У могилы остались Пологов и Баев, сидели на скамеечке под взглядом Васи и опустошенно молчали. Пробегал слабый ветерок, трогал старые венки, они потихоньку скрипели, подчеркивая ту глубокую и полную тишину, какая бывает только на сельском кладбище в предзакатный час погожего дня осени.
— Прости нас, Вася. Не знаю, за что… но прости, — негромко сказал Баев, ломая тишину. И Пологова вдруг охватила холодная гневная дрожь. Не глядя на Баева, он заговорил торопливым дрожащим голосом:
— Что тут не знать? Так и скажи: живем мы, Вася, как пещерные люди. Была бы звериная шкура для плеча да кусок мяса для зубов. Дальше наши желания не идут, на этом кончаются все идеалы…
— Не понимаю, ты о чем? — Баев удивленно заглянул Пологову в глаза.
— Сегодня ты хорошо сказал, объяснил… почему толстеешь: «Хочу, чтоб на земле меня стало больше». Да, да. Ты прав! — продолжал Пологов, он дрожал, терял слова, сбивался с речи: — Мы толстеем, загромождаем землю собой, вещами, книгами, диссертациями на час… Мы не движем жизнь. Умри мы нынче — и завтра нас забудут, мир не заметит нашего отсутствия… «И кто приведет людей воззреть на то, что будет после нас?» Никто, — процитировал он вдруг слова старухи. — Только дела! Они — доля наша. Верно читала та старуха… Но где, какие у нас дела? Только видимость, подлог настоящих дел…

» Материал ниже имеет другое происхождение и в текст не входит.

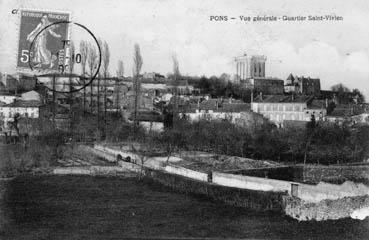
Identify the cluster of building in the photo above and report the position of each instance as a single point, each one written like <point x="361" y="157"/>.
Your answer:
<point x="295" y="100"/>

— Какая старуха?.. Ничего не понимаю. Что с тобой, Мить? Неужели так развезло? — Баев обеспокоен-но заерзал на скамейке. Бледность лица и дрожащий — не то гневный, не то плачущий — голос Пологова насторожили, даже испугали его.
— Наши дела?!. Они ничтожно малы даже в сравнении с нашей ничтожно маленькой жизнью, которую мы уплотняем, туго заряжаем суетой, делишками, муравьиной возней для того только, чтобы потом она разрядилась уютом. Чего мы достигли, состязаясь в достижении известности, почета? Дипломы! Диссертации! «Москвичи»!.. Но как это мелко в сравнении с тем бесценным, что мы имели…
— Зря ты, Мить, раскис. «Мы, мы». Каждый отвечает за себя. — Уразумев, куда клонится разговор, Баев заговорил спокойно, утешающе: — Твое самоедство считаю лишним. Живем мы бойко, на самой стремнине… Как и надо. Лично мне, например, нравится, как ты пишешь. Я сплю шесть часов, остальное время — работа. Федя тоже полторы нормы в смену шпарит. Вкалывает, как говорится, без прогулов…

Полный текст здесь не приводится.